2. The speaker learning method according to claim 1, wherein
The means to judge whether the easiness of recognition depends on the utterance content calculates the recognition score for the minimum learning utterance that can be judged to be dependent, and determines whether it depends from the height of the score. A speaker learning method characterized by that.

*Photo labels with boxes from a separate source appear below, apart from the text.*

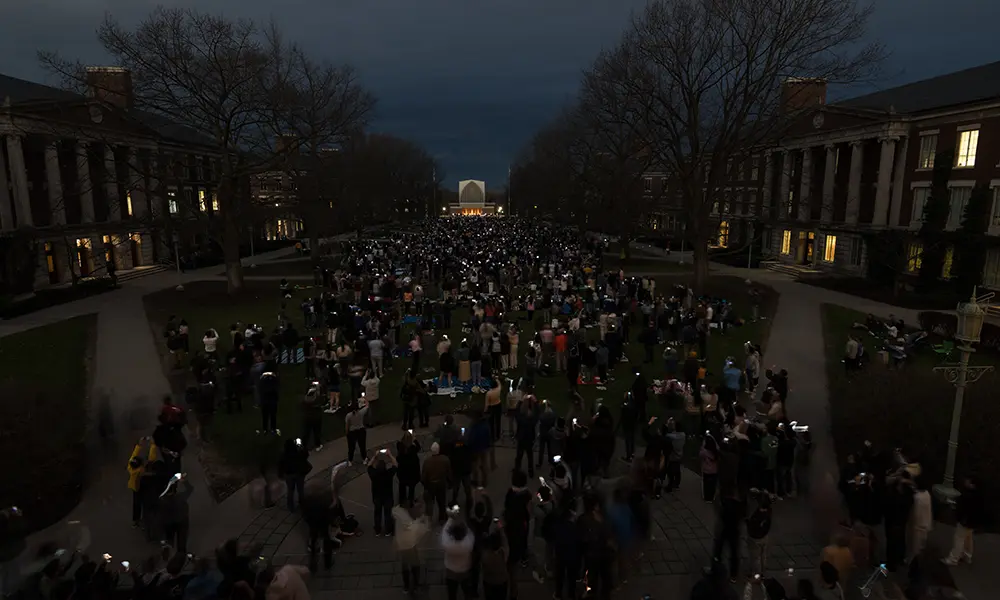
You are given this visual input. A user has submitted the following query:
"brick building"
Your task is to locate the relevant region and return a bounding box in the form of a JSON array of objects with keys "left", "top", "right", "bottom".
[
  {"left": 0, "top": 67, "right": 219, "bottom": 293},
  {"left": 644, "top": 62, "right": 1000, "bottom": 289}
]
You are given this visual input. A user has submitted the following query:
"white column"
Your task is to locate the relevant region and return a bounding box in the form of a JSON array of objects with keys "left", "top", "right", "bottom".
[
  {"left": 760, "top": 150, "right": 774, "bottom": 217},
  {"left": 872, "top": 137, "right": 897, "bottom": 227},
  {"left": 799, "top": 148, "right": 816, "bottom": 223},
  {"left": 820, "top": 144, "right": 837, "bottom": 223},
  {"left": 778, "top": 150, "right": 792, "bottom": 219},
  {"left": 127, "top": 148, "right": 149, "bottom": 219},
  {"left": 845, "top": 140, "right": 865, "bottom": 225},
  {"left": 0, "top": 137, "right": 14, "bottom": 231},
  {"left": 7, "top": 135, "right": 34, "bottom": 227},
  {"left": 45, "top": 142, "right": 66, "bottom": 225},
  {"left": 889, "top": 137, "right": 910, "bottom": 227},
  {"left": 76, "top": 142, "right": 94, "bottom": 223},
  {"left": 104, "top": 144, "right": 124, "bottom": 221}
]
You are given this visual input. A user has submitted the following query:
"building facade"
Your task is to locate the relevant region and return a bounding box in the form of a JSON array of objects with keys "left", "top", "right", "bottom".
[
  {"left": 0, "top": 68, "right": 219, "bottom": 293},
  {"left": 646, "top": 62, "right": 1000, "bottom": 289}
]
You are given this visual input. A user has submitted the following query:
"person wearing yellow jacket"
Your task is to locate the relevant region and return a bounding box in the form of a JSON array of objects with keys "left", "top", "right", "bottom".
[{"left": 128, "top": 435, "right": 159, "bottom": 527}]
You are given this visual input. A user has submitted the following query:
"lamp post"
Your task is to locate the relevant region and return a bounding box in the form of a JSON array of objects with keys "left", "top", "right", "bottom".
[{"left": 934, "top": 288, "right": 993, "bottom": 504}]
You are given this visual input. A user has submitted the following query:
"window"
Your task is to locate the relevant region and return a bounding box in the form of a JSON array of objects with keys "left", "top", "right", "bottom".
[
  {"left": 715, "top": 221, "right": 729, "bottom": 248},
  {"left": 941, "top": 246, "right": 955, "bottom": 279},
  {"left": 906, "top": 242, "right": 924, "bottom": 273},
  {"left": 990, "top": 187, "right": 1000, "bottom": 227},
  {"left": 823, "top": 235, "right": 837, "bottom": 262},
  {"left": 917, "top": 133, "right": 937, "bottom": 169},
  {"left": 955, "top": 129, "right": 979, "bottom": 167},
  {"left": 851, "top": 238, "right": 865, "bottom": 267},
  {"left": 910, "top": 188, "right": 931, "bottom": 223},
  {"left": 983, "top": 248, "right": 1000, "bottom": 288},
  {"left": 948, "top": 186, "right": 972, "bottom": 229}
]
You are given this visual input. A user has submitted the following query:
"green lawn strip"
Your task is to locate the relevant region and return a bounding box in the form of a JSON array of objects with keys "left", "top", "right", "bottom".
[
  {"left": 822, "top": 304, "right": 1000, "bottom": 524},
  {"left": 146, "top": 277, "right": 776, "bottom": 478},
  {"left": 0, "top": 315, "right": 97, "bottom": 531}
]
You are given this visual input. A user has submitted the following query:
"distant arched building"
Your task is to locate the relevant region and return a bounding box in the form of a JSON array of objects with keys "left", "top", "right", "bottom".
[{"left": 446, "top": 179, "right": 497, "bottom": 216}]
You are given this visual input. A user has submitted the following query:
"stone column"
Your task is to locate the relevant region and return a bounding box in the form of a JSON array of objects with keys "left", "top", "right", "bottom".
[
  {"left": 820, "top": 144, "right": 837, "bottom": 223},
  {"left": 799, "top": 148, "right": 816, "bottom": 223},
  {"left": 872, "top": 137, "right": 897, "bottom": 227},
  {"left": 7, "top": 135, "right": 35, "bottom": 227},
  {"left": 76, "top": 142, "right": 94, "bottom": 223},
  {"left": 845, "top": 140, "right": 865, "bottom": 225},
  {"left": 778, "top": 151, "right": 792, "bottom": 219},
  {"left": 104, "top": 144, "right": 125, "bottom": 221},
  {"left": 45, "top": 142, "right": 66, "bottom": 225},
  {"left": 0, "top": 137, "right": 14, "bottom": 231},
  {"left": 889, "top": 137, "right": 910, "bottom": 227},
  {"left": 760, "top": 150, "right": 774, "bottom": 217},
  {"left": 128, "top": 148, "right": 149, "bottom": 219}
]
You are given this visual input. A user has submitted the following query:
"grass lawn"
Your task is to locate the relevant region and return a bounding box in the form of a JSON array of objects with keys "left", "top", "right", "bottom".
[
  {"left": 822, "top": 304, "right": 1000, "bottom": 524},
  {"left": 0, "top": 315, "right": 97, "bottom": 531},
  {"left": 145, "top": 274, "right": 777, "bottom": 494}
]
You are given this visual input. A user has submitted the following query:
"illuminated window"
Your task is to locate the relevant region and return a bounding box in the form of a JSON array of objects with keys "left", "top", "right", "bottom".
[
  {"left": 941, "top": 246, "right": 955, "bottom": 279},
  {"left": 716, "top": 221, "right": 729, "bottom": 248},
  {"left": 955, "top": 129, "right": 979, "bottom": 167},
  {"left": 906, "top": 242, "right": 924, "bottom": 273},
  {"left": 917, "top": 133, "right": 937, "bottom": 169},
  {"left": 910, "top": 188, "right": 931, "bottom": 223},
  {"left": 823, "top": 235, "right": 837, "bottom": 262}
]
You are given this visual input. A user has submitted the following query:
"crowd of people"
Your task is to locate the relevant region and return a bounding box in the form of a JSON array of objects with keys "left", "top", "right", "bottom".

3. The speaker learning method according to claim 1, wherein
As a result of judging whether the recognizability depends on the utterance content, if it is judged to be dependent, speaker registration learning is performed, and if it is judged not to be dependent, speaker adaptation learning is performed. Speaker learning method.

4. The recognition score in the speaker learning method according to claim 2, is calculated by using the accuracy of the recognition result, the distance value to the standard voice, or the reliability of the distance value on the left, respectively, alone or in combination. Speaker learning method characterized by.

5. The recognition score in the speaker learning method according to claim 2, is calculated by using the accuracy of the recognition result, the distance value from the standard voice, or the reliability of the distance value on the left, respectively, alone or in combination. Speaker learning method characterized by.